Hier setzen moderne SaaS-Lösungen an. Nicht als Allheilmittel, sondern als gezielte Werkzeuge zur Entlastung bestehender Strukturen. Sie helfen, Abläufe dort zu digitalisieren, wo es am meisten bringt: in der Interaktion mit Kunden, in der Koordination zwischen Abteilungen, in der Automatisierung repetitiver Aufgaben.
Ein Beispiel: Die digitale Terminvereinbarung im Vertrieb oder im Schadensfall. Was früher eine Kette aus Anrufbeantworter, Rückruf, E-Mail-Abstimmung und interner Kalenderfreigabe war, lässt sich heute mit wenigen Klicks organisieren, synchronisiert mit CRM, verfügbar über alle Kanäle, automatisiert mit Erinnerungen.
Oder der Fall kundeninitiiertes Self-Service: Statt bei jeder Adressänderung ein Formular zu versenden, kann der Kunde seine Daten selbstständig und korrekt aktualisieren. Keine Rückfragen, keine Rückläufer, keine internen Tickets.
Solche Lösungen sind keine Utopie, sondern längst Realität, wenn sie nahtlos in die bestehende IT-Landschaft integriert werden können und nicht als parallele Schattenprozesse laufen. Wichtig ist dabei nicht nur die Technologie, sondern auch der Ansatz: modular, API-basiert, nutzerzentriert.
Tools wie Calenso kommen in diesem Kontext zum Einsatz, nicht als dominantes System, sondern als flexible Komponente im Gesamtbild. Versicherer nutzen solche Lösungen, um punktuell Effizienz zu realisieren, ohne bestehende Kernsysteme zu ersetzen. Die Idee: klein starten, schnell wirken, sinnvoll skalieren.
6. Effizienz als strategischer Vorteil, nicht als Sparprogramm
Effizienzsteigerung in der Versicherungsbranche ist längst keine Frage von Kostendisziplin oder Prozessoptimierung im klassischen Sinn. Es geht um viel mehr: um Zukunftsfähigkeit, um Geschwindigkeit, um Reaktionsvermögen in einem Markt, der sich strukturell verändert.
Die Konsolidierung grosser Anbieter wie Helvetia und Baloise zeigt, wohin die Reise geht: Skalenvorteile, Investitionsfähigkeit und digitale Kompetenz entscheiden darüber, wer im Wettbewerb bestehen kann, und wer nicht. Doch auch ohne Milliardenfusionen können Versicherer heute spürbare Fortschritte machen, wenn sie den Mut haben, Altbekanntes zu hinterfragen und moderne, integrierbare Lösungen konsequent einzusetzen.

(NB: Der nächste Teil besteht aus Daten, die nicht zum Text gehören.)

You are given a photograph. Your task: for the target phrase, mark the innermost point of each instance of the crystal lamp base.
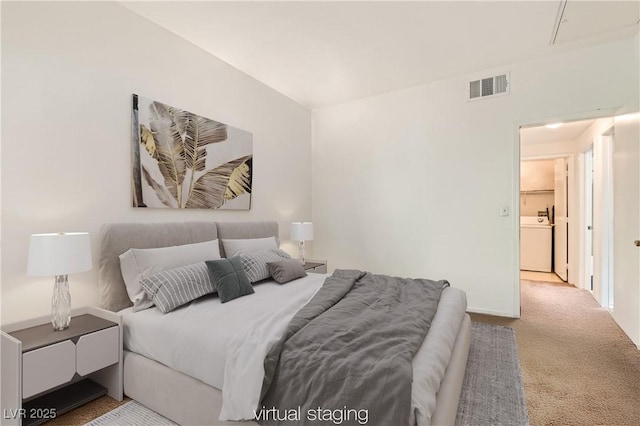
(61, 304)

Dabei muss Effizienz nicht bedeuten, dass weniger Menschen mehr arbeiten. Im Gegenteil: Gut eingesetzte Technologie entlastet Mitarbeitende, reduziert operative Reibung und schafft Raum für das, was Versicherung im Kern ausmacht: Vertrauen, Nähe und Relevanz.
Die Versicherer, die heute in Prozessklarheit, digitale Schnittstellen und eine offene Unternehmenskultur investieren, werden nicht nur effizienter. Sie werden resilienter, attraktiver für Talente, und relevanter für ihre Kundinnen und Kunden.
Oder wie Marcel Thom es im Interview treffend formulierte:
“Gerade in einer saturierten Branche muss man sich selbst neu erfinden, bevor es andere tun.”